Patos de Minas tem 5 milhões de reais sobrando no Fundo de Manutenção e Desenvolvimento da Educação Básica (FUNDEB). Isso ocorreu porque as previsões dos técnicos da prefeitura foram superadas e vieram mais recursos e os gastos com a educação sofreram leve redução. Inicialmente estimava-se que o município sofresse queda na arrecadação, em razão da pandemia, o que não ocorreu. Agora, o dinheiro precisa ser aplicado até o dia 31 de dezembro, senão retornará para a chamada “cesta do FUNDEB”, que é administrada pelo Governo de Minas. A secretaria de finanças e orçamento, entretanto, informa que a aplicação dos recursos já está definida e não haverá sobras ou falta. Professores, e membros do conselho gestor do fundo, chegaram a sugerir o pagamento de um 14º para a categoria. A proposta foi recusada, pois a Advocacia Geral do Município viu indícios de ilegalidade na concessão do benefício.

“Nós tivemos uma programação de despesas com a educação, e com a suspensão das aulas presenciais vários gastos não se realizaram. Então se eu tive um comportamento bom da receita e eu tive diminuição de despesas era certo que no final do ano a gente teria um saldo financeiro maior do que se esperava”, disse a secretária de finanças e orçamento, Marisa da Silva Peres.

Por conta disso, a Prefeitura tem 5 milhões de reais para dar finalidade, ou seja, gastar, até o dia 31 de dezembro. Professores e membros do conselho do FUNDEB sugeriram que o dinheiro fosse dividido entre os servidores da educação, como forma de incentivo, criando um 14º salário. Entretanto, segundo o setor de finanças, há impedimentos legais e parte desse recurso já está empenhado.

“Nós temos despesas sendo finalizadas. Temos despesas com salas modulares, materiais e equipamentos das escolas, algumas mesas pedagógicas e algumas despesas com relação a veículos. Estamos caminhando para empenhar a despesas na medida certa, nem para sobrar recurso, nem para gerar despesas que vão faltar recursos depois para pagar”, explicou Marisa.

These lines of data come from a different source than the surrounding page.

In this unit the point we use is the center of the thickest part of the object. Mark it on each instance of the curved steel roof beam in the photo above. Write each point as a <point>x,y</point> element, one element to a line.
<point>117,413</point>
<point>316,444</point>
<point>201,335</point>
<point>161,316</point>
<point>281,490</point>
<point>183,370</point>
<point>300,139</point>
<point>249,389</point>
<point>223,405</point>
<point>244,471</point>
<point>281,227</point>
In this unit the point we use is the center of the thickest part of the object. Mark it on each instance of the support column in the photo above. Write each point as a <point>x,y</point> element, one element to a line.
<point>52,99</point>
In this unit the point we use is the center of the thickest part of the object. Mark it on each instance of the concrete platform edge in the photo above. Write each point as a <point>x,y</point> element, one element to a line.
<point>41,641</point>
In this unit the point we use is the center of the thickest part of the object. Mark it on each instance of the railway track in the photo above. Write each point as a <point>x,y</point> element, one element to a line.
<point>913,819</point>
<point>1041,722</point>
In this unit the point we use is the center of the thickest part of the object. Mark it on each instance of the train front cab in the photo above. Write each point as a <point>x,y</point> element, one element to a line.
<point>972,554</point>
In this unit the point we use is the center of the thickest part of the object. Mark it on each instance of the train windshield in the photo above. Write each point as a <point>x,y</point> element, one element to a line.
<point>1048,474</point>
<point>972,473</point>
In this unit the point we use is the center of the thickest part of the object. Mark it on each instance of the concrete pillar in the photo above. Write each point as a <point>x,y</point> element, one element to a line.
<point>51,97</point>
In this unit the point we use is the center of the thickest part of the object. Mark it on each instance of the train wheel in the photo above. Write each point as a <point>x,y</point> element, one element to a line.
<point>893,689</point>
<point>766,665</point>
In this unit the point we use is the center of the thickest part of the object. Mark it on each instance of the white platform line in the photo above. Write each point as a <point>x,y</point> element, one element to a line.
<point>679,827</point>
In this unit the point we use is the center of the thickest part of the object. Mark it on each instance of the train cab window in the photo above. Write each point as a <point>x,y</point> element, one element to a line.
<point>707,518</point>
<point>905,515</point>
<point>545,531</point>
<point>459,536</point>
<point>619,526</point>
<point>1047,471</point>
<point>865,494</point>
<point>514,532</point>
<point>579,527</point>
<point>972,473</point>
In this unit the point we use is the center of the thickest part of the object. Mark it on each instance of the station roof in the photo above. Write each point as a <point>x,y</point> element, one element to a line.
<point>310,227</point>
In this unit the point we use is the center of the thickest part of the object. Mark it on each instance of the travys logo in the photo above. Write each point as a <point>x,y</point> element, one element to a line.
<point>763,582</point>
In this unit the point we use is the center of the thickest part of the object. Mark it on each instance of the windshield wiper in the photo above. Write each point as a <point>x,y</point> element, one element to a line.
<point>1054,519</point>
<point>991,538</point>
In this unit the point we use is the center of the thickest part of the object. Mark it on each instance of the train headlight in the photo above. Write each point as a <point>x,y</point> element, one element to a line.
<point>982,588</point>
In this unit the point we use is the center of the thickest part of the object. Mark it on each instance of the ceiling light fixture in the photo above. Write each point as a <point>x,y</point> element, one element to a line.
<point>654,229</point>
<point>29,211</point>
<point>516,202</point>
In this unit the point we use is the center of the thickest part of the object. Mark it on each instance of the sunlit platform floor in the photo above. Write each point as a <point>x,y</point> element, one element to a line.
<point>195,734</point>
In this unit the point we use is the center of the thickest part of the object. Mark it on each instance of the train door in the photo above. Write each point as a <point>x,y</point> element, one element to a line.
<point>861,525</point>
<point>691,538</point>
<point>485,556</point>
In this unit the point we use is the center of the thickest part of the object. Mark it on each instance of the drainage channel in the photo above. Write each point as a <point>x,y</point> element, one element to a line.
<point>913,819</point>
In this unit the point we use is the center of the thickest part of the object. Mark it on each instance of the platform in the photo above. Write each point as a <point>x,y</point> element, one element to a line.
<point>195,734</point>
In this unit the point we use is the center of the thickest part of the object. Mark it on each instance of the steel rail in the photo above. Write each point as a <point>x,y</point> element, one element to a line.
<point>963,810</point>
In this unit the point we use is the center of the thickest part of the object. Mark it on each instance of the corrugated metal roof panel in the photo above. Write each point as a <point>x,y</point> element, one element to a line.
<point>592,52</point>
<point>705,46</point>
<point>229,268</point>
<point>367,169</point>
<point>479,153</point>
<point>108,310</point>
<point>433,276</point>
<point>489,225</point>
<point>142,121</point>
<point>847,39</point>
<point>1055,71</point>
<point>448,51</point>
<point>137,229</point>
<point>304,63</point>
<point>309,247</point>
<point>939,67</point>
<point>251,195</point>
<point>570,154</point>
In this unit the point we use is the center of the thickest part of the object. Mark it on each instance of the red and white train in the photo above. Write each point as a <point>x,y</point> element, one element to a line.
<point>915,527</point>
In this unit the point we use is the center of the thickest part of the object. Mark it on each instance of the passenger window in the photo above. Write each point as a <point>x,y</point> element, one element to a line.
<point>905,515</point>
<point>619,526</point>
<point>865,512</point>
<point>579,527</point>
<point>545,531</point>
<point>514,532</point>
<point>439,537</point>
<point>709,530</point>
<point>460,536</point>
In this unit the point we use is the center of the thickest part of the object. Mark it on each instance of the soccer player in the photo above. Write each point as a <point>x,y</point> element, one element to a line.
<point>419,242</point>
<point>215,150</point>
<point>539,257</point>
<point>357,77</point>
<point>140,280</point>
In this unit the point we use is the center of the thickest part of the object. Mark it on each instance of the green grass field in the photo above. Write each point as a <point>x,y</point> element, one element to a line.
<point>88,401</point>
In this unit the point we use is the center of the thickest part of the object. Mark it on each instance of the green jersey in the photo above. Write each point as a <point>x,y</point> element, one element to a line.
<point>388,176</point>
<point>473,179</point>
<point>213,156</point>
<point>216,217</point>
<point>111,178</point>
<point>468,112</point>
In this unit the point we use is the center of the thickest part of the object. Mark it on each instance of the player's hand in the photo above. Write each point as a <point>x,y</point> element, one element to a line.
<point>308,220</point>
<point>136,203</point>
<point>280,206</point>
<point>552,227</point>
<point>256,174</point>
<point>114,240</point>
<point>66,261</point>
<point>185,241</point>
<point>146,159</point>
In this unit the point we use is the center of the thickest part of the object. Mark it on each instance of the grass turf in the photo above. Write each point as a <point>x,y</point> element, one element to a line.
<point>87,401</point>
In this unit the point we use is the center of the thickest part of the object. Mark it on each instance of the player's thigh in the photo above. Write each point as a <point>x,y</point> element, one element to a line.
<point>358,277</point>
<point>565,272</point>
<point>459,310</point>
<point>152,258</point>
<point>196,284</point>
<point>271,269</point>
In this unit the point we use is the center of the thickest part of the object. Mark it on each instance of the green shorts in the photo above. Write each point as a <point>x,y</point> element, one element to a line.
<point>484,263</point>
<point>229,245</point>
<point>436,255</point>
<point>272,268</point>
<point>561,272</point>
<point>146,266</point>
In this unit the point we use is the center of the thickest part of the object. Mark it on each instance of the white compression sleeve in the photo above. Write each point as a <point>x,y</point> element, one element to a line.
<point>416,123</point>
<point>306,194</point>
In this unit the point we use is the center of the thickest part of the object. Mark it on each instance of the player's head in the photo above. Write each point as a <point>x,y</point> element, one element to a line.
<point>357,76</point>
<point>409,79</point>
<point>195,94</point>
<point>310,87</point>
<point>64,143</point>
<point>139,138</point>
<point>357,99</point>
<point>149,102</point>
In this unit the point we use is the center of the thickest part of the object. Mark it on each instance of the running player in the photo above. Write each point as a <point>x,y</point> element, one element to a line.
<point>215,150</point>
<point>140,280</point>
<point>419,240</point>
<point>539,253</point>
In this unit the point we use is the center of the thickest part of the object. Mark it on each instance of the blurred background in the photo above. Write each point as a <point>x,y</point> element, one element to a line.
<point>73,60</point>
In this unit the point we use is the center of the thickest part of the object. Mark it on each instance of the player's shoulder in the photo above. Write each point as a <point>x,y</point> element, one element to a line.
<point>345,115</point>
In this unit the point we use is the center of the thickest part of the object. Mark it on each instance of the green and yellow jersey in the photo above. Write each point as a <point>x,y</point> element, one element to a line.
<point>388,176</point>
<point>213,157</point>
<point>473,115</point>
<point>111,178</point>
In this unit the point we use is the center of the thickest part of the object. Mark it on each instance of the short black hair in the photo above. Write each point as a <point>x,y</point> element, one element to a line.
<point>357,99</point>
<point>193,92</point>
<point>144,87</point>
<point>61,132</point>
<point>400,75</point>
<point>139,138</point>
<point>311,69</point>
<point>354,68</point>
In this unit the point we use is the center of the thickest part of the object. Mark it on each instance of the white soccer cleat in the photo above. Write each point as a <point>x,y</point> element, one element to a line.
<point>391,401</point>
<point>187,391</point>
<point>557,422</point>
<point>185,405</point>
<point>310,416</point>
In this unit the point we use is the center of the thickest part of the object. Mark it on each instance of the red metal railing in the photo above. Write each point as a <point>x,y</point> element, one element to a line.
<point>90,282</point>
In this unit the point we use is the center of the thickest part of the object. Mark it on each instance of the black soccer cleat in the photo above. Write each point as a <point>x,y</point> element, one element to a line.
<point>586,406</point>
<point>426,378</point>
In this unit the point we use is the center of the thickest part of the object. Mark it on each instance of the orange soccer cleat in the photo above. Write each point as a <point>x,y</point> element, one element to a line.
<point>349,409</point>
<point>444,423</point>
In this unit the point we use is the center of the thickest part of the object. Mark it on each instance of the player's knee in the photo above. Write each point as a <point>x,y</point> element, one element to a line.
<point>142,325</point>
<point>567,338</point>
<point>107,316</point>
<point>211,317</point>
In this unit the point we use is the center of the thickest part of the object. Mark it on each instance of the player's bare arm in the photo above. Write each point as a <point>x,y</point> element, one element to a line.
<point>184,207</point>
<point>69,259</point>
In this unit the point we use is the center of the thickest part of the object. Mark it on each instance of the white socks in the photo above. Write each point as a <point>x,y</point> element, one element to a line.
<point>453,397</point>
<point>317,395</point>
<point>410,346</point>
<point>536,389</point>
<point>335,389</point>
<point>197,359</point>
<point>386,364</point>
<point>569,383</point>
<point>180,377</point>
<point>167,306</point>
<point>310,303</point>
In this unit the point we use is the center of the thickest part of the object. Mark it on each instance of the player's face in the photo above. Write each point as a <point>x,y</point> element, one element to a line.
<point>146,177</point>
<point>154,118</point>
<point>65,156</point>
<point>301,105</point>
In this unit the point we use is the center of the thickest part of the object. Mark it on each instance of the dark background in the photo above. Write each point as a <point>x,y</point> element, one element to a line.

Sobre o décimo quarto salário para os professores, a secretária foi taxativa e disse que o rateio dos recursos pode ser considerado ilegal. “A lei complementar 173, que prevê repasse da união para os municípios, para serem gastos na pandemia, estabelece várias regras, entre elas não dar nenhum abono ou vantagem de salário para servidores. Então a gente de cara já tem o impedimento federal. E também a despesa de do décimo quarto ela não entrou nas nossas previsões orçamentárias. Então, aliado a isso tudo, esse impedimento legal, foi o fator que impediu que caminhasse com essa proposta”, completou a secretária.

Membros do conselho do FUDEB alegam, entretanto, que outros municípios brasileiros pagaram o abono, mesmo com a lei 173 em vigor. No entanto, Marisa alegou que cada estado tem suas particularidades nas prestações de contas e, de todo modo, Patos de Minas estaria impossibilitada de fazer o pagamento do benefício.